The White House is monitoring Flint’s water contamination crisis “very closely” but Michigan officials have not yet asked the federal government for emergency assistance, President Barack Obama’s chief of staff said Sunday.
Appearing on NBC’s “Meet The Press,” White House Chief of Staff Denis McDonough told host Chuck Todd that Flint’s water woes are on the administration’s radar.
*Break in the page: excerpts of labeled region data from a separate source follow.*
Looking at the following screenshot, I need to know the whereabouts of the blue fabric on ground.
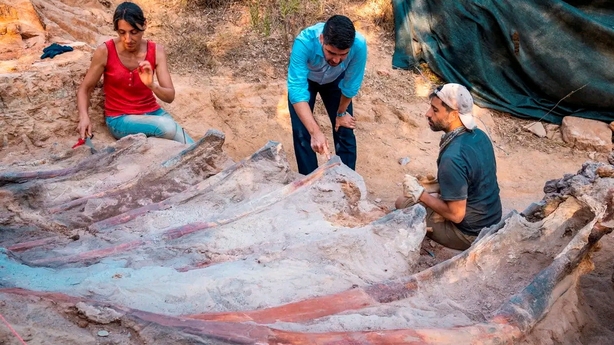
[41,43,73,59]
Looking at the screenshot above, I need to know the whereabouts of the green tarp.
[392,0,614,123]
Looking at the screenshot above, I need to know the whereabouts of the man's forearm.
[419,192,466,223]
[337,95,352,114]
[151,83,175,103]
[292,102,320,135]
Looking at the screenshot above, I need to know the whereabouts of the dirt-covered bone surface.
[0,135,614,344]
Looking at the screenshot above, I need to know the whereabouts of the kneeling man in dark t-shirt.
[395,84,501,250]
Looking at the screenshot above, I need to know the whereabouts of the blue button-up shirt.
[288,23,367,104]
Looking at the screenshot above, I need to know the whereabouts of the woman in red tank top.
[77,2,194,144]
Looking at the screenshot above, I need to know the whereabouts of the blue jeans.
[105,108,194,144]
[288,73,356,175]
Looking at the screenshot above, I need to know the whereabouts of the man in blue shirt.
[288,15,367,175]
[395,83,501,250]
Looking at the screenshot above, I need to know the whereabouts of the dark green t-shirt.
[437,128,501,235]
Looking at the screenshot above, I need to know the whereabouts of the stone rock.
[524,122,547,138]
[546,123,560,140]
[561,116,612,153]
[0,0,112,147]
[75,302,123,325]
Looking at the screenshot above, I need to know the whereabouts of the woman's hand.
[138,60,154,89]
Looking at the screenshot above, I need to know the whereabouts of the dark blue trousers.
[288,73,356,175]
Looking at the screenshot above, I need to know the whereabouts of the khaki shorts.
[422,204,477,250]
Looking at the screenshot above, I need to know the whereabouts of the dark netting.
[392,0,614,124]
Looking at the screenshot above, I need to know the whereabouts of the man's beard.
[428,120,446,132]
“Obviously very concerned about it, but I don’t have any news to make with you on that today, Chuck,” McDonough said. “We’re watching it very closely, but nobody has asked us anything yet.”
Michigan Gov. Rick Snyder on Tuesday declared a state of emergency for Genesee County and his chief medical executive said Thursday Flint’s water is not safe to drink without a filter to remove toxic lead particles.
Snyder has not sought federal disaster assistance for toxic lead leaching into Flint’s drinking water supply after the city drew its water from the corrosive Flint River from April 2014 until October, when the city switched back to Detroit’s water supply from Lake Huron.
The Snyder administration has been dogged for weeks about its slow response to the crisis. State officials and volunteers spent the weekend activating “water resource sites” at five Flint firehouses to provide residents with free bottled water, faucet filters, replacement cartridges and water testing kits.
Todd asked McDonough whether the Obama administration is prepared to deploy disaster relief teams to Flint from the Federal Emergency Management Agency.
“Well, again, we’re going to watch this very closely,” McDonough said. “I’m going to be very careful what I say about this.”
But FEMA has deployed three workers to provide technical assistance at the State Emergency Operations Center in Lansing, said Nicole Lisabeth, spokeswoman for the Michigan State Police.
The FEMA employees were deployed at the request Capt. Chris Kelenske, deputy director of emergency management at the Michigan State Police, Lisabeth said.
“We’re closely monitoring the #FlintWater situation,” FEMA spokesman Rafael Lemaitre wrote Friday on Twitter.
Snyder’s emergency declaration sets the stage for seeking federal assistance and can be renewed beyond its Feb. 1 expiration if the state cannot stop the lead contamination.
State health officials have confirmed 43 cases of elevated lead levels in the blood Flint residents, who complained for more than a year that the brownish Flint River smelled and caused rashes. Lead can cause irreversible brain and developmental damage in children and infants who ingest it through water or lead-based paint.